Die Unterstützung für Bundesbürger sei laut Fricke mit der anderer EU-Mitgliedstaaten vergleichbar. „Wir schließen Atomkraftwerke und wollen vermeiden, dass wir mit Braunkohle neu anfangen müssen. Deshalb versuchen wir, überall Benzin zu bekommen. Mit Budgethilfe für Bürgerinnen und Bürger. Frankreich glaubt nicht, dass es gut für Europa ist. Denn Deutschland und die Niederlande können dieses teure Gas kaufen, aber die südlichen Länder haben nicht genug Geld dafür. Aber wir mussten schnell handeln. Das ist auch der Grund, warum die Niederlande sofort mit dem Bau eines LNG-Terminals in Eemshaven begonnen haben, um Flüssiggas kaufen zu können. Ihr könnt es kaum erwarten, bis ganz Europa bereit ist, wir wollen schneller werden. Erst handeln und das Ende beobachten: Wer in Europa ist zu schwach und wie können wir ihm helfen? Angenommen, wir würden während der Weltmeisterschaft in Katar auf Gespräche warten, dann wäre es sicherlich zu spät.

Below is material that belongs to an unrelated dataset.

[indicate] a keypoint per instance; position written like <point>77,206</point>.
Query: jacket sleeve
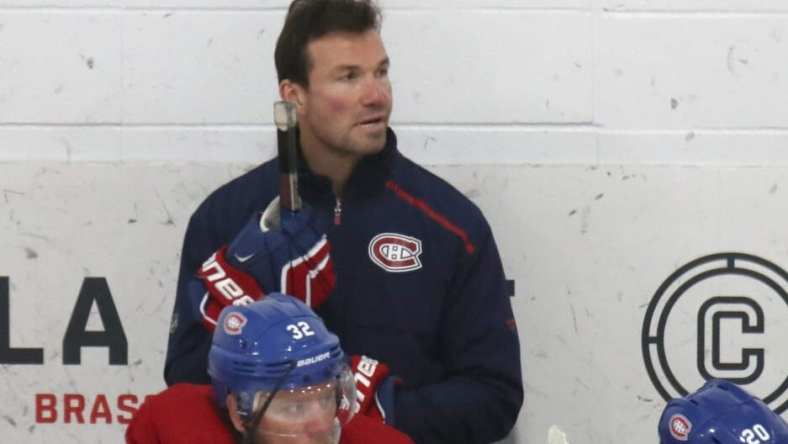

Als die Briten noch in der EU waren, war der Konflikt zwischen Frankreich und Deutschland nicht so wichtig. Italien spielte unter Mario Draghi die Rolle des „Dritten im Spiel“, aber das ist mit der neuen, rechtsextremen italienischen Regierung nicht möglich. Fricke sieht darin eine Rolle für die Niederlande, die ein Gegengewicht zu den skandinavischen Ländern und beispielsweise Österreich, Tschechien und Luxemburg bilden können. „Diese Länder müssen daher einen Anführer haben. Es ist natürlich Mark Rutte. Er ist der älteste Ministerpräsident und der einzige, der mit seiner Erfahrung auch eine Machtposition einnehmen kann. Wir sehen es oft auf den Bildern während der Gipfeltreffen mit Macron und Scholz. Europa wird nur funktionieren, wenn es einen Kompromiss gibt, an dessen Ende alle sagen können: Wir haben etwas getan. Das geht nur, wenn jemand sagt: Könnte das nicht eine Lösung sein? Rutte ist dort sicher in einer starken Position. Und am Ende ist die Politik sehr oft auch: Eine SMS hier, ein kurzes Gespräch dort und wenn wir ein bisschen mehr in diese Richtung gehen oder dort ein bisschen schneller, ist das eine Lösung?